Democracy has been so retarded and jeopardized by powerful personalities, that its first instincts are fain to clip, conform, bring in stragglers, and reduce everything to a dead level—the all-leveling aggregate of democracy.
That growth and tendency of all modern theology, literature, social manners most to be dreaded, is the feebleness, inertia, the loss of power, the loss of personality being diffused over a vast democratic level;
Modern science and democracy appear to be endangering, perhaps eliminating, that primal and interior something in man, in his soul’s abysms, coloring all, and, by exceptional fruitions, giving the last majesty to him.
In downcast hours the soul thinks it always will be—but soon recovers from such sickly moods. That forms an appearance only; the reality is quite different.
The new influences, upon the whole, are surely preparing the way for grander individualities than ever.
The most marked peculiarity of modern philosophy is toward the special subjective, the theory of individuality. I have allow’d the stress of my poems from beginning to end to bear upon the all-varied, all-permitting, all-free theorem of individuality and assist it as counterpoise to the leveling tendencies of democracy.
Democracy, with all its threatening evils, supplies a training-school. It is life’s gymnasium, not of good only, but of all. We try often, though we fall back often. A brave delight, fit for freedom’s athletes, fills these arenas, and fully satisfies, out of the action in them, irrespective of success.
It is not that democracy is of exhaustive account, in itself. Perhaps, indeed, it is, (like nature,) of no account in itself. It is that, as we see, it is the best, perhaps only, fit and full means, formulater, general caller-forth, trainer, for the millions, not for grand material personalities only, but for the ultimate democratic purports, the ethereal and spiritual ones.

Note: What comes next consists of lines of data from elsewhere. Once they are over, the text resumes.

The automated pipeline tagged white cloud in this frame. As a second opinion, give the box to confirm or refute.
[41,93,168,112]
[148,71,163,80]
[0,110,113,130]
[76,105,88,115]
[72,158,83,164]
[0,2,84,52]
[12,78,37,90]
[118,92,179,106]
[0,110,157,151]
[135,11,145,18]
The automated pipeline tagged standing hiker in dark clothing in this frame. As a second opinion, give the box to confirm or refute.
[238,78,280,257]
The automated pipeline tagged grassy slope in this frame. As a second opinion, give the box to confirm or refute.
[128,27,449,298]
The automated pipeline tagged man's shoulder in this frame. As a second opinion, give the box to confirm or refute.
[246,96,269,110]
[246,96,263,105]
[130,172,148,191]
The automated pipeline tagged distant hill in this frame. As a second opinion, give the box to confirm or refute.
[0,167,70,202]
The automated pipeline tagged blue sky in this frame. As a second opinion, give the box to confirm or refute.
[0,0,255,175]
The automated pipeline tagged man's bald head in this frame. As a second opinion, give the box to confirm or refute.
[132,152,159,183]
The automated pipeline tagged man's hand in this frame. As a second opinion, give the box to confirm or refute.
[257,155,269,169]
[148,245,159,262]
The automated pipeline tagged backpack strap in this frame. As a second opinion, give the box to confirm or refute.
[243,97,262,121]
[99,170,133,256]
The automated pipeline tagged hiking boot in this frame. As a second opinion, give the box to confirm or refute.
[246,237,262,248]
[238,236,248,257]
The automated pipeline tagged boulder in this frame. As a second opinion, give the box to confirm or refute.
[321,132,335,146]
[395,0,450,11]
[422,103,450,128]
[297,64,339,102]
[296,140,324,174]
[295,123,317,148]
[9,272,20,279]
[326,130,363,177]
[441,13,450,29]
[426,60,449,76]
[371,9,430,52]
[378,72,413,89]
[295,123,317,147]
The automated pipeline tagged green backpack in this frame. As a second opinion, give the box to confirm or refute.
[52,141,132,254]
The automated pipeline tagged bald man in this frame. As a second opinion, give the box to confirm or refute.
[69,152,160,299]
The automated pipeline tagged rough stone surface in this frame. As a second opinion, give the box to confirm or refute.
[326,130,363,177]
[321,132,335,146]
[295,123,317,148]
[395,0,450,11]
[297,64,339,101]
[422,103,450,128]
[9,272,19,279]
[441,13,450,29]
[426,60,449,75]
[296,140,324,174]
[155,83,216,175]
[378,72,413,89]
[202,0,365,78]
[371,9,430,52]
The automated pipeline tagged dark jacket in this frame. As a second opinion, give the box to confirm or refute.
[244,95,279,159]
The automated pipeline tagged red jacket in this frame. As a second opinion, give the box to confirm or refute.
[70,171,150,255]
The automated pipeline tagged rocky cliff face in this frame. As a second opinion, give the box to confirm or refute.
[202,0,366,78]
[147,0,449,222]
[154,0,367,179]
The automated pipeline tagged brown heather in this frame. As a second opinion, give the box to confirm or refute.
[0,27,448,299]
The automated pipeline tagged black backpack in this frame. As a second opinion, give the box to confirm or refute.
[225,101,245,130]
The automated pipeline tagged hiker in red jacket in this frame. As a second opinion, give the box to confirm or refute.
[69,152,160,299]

The democracy I favor (if forced to choose) willingly leaves all material and political successes to enter upon and enjoy the moral, philosophical and religious ones;
I say at the core of democracy, finally, is a sane and pervading religiousness,
Religion—true, divine, the leveler—touches, infuses every one, is democracy and greater than democracy.
It is no less than the idea of immortality, above all other ideas, that is to enter into, and vivify, and give crowning religious stamp, to democracy—
Democracy, while weapons were everywhere aim’d at your breast,
I saw you serenely give birth to immortal children.
As democracy and science in the modern have an entire lack of what in Greece and Rome was furnished by reverence for the gods—the future must substitute it by a new feeling, a profound and tender enthusiasm for the people, and especially for the poorer and less favored and educated masses. This must take the place of Jupiter and the gods.